UNODC memperluas perlawanan terhadap pembalakan liar dan korupsi ke Kalimantan
Palangkaraya (Indonesia), 1 November 2011 - Tim penilaian UNODC mengunjungi provinsi Kalimantan Tengah sebagai langkah awal untuk mencegah pembalakan liar dan korupsi di provinsi terbesar ketiga di negara itu.
Menurut perkiraan Departemen Kehutanan, Indonesia kehilangan 1,6-2,8 juta hektar per tahun (atau sama dengan kehilangan hutan seukuran lapangan sepak bola setiap 4-7 menit) akibat pembalakan lia dan konversi lahan karena kurangnya manajemen yang efektif dan penegakan hukum. Ini adalah kontribusi besar untuk emisi gas rumah kaca yang mempengaruhi perubahan iklim global.
Berawal di Provinsi Papua, proyek UNODC "Melawan Pembalakan Ilegal dan hubungan antara kejahatan hutan dan korupsi di Indonesia" yan berdurasi tiga tahun ini bertujuan untuk mengatasi pembalakan liar dan perdagangan gelap hasil hutan di Indonesia dengan memperkuat penegakkan hukum dan kapasitas anti korupsi.

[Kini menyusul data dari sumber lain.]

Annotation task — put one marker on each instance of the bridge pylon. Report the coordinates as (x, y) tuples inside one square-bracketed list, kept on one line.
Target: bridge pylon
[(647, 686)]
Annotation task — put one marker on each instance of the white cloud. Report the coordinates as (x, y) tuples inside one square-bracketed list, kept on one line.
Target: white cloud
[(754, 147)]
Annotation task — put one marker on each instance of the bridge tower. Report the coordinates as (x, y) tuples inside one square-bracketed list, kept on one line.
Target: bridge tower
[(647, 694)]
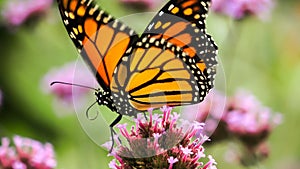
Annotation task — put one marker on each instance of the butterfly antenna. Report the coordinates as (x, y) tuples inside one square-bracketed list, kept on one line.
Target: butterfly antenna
[(87, 112), (72, 84)]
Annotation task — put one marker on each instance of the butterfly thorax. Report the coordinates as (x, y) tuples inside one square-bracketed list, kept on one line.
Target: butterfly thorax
[(104, 99)]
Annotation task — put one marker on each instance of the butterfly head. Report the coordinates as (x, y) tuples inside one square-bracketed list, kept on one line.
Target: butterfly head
[(104, 99)]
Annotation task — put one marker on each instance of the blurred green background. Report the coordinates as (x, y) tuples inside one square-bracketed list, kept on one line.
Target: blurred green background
[(262, 57)]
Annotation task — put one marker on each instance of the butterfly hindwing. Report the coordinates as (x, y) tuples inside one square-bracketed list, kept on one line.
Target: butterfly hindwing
[(154, 75), (101, 39)]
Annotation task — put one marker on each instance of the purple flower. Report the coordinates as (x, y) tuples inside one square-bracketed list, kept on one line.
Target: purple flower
[(16, 12), (248, 119), (149, 4), (242, 116), (26, 153), (1, 97), (160, 142), (238, 9), (210, 111)]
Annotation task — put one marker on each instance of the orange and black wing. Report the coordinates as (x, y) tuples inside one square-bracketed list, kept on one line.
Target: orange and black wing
[(101, 39), (157, 73), (182, 23), (173, 62)]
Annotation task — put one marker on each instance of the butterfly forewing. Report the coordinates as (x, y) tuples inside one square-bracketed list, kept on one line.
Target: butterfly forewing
[(154, 75), (101, 39), (182, 23)]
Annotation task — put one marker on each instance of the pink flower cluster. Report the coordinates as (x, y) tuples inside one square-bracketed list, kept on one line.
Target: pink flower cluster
[(1, 97), (238, 9), (26, 154), (241, 116), (159, 142), (247, 118), (16, 12)]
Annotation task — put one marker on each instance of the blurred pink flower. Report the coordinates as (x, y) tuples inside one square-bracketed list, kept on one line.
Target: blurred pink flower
[(248, 119), (210, 111), (1, 98), (238, 9), (150, 4), (26, 153), (159, 142), (241, 116), (16, 12)]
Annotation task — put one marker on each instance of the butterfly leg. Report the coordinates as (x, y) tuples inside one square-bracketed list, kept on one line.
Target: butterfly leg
[(112, 131)]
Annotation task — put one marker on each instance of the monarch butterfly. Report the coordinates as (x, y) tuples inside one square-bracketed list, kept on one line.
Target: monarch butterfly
[(172, 63)]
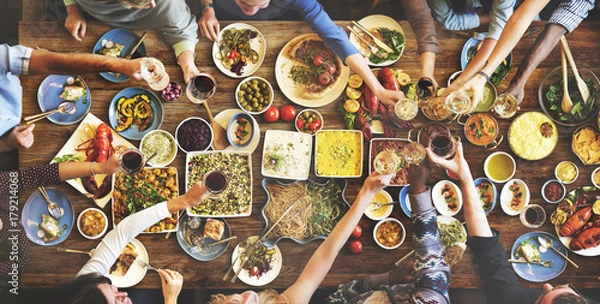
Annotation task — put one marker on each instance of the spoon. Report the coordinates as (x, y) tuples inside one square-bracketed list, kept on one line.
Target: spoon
[(220, 141), (546, 242), (547, 264), (581, 85), (567, 104), (375, 50)]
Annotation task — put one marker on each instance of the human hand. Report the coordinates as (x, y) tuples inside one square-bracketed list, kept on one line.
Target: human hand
[(75, 22), (209, 25), (172, 281)]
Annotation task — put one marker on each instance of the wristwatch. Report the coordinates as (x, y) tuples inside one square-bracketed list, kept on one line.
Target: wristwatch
[(205, 6)]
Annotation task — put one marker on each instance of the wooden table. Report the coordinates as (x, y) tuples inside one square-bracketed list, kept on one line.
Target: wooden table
[(50, 268)]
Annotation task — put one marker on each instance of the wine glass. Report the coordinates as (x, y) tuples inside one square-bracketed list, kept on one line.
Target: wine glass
[(153, 71), (201, 88)]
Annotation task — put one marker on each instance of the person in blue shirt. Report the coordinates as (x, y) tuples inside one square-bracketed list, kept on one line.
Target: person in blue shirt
[(312, 12), (21, 60)]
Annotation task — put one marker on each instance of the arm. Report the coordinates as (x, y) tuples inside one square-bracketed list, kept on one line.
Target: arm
[(113, 243), (319, 264), (46, 62)]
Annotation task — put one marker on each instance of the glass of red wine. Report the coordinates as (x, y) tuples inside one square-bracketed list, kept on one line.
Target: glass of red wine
[(442, 143), (132, 161), (201, 88), (215, 183)]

Berdasarkan permintaan Pemerintah Indonesia, proyek ini akan diimplementasikan di Kalimantan Tengah. Langkah pertama yang dilakukan adalah untuk memperkenalkan UNODC kepada organisasi layanan masyarakat setempat, lembaga swadaya masyarakat, jaksa, polisi, petugas kehutanan tingkat provinsi, dan petugas Balai Konservasi Sumber Daya Alam, serta melakukan penilaian kebutuhan pelatihan untuk melawan pembalakan liar dan praktik korupsi di sektor kehutanan.
Sebagai provinsi terbesar ketiga di Indonesia, Kalimantan Tengah tidak asing lagi dengan degradasi lingkungan. Krisis keuangan pada tahun 1997 dan memburuknya kondisi sosial, lingkungan, dan ekonomi pada tahun 2002 memberikan kesempatan untuk korupsi. Lahan gambut sebagai sumber karbon di Kalimantan dibebaskan dan dibakar untuk memudahkan masuknya perkebunan kelapa sawit dan perusahaan kertas. Pembakaran ini menciptakan kabut asap yang mempengaruhi negara-negara tetangga dan melepaskan sejumlah besar gas rumah kaca ke lapisan atmosfer.
Tim penilai dari UNODC dipandu menyusuri daerah gundul yang dahulu pernah subur di Taman Nasional Sebangau oleh Bapak Dadang Riansyah, seorang petugas pemberdayaan masyarakat yang lahir dan besar di Kalimantan Tengah. Ia percaya bahwa kejahatan hutan dan pembalakan liar adalah masalah kultural, sosial dan politik.
"Besar di daerah ini, saya merasa bahwa penegak hukum terkesan memperbolehkan pembalakan liar - bahkan terkadang mereka bertindak sebagai mandor," jelasnya.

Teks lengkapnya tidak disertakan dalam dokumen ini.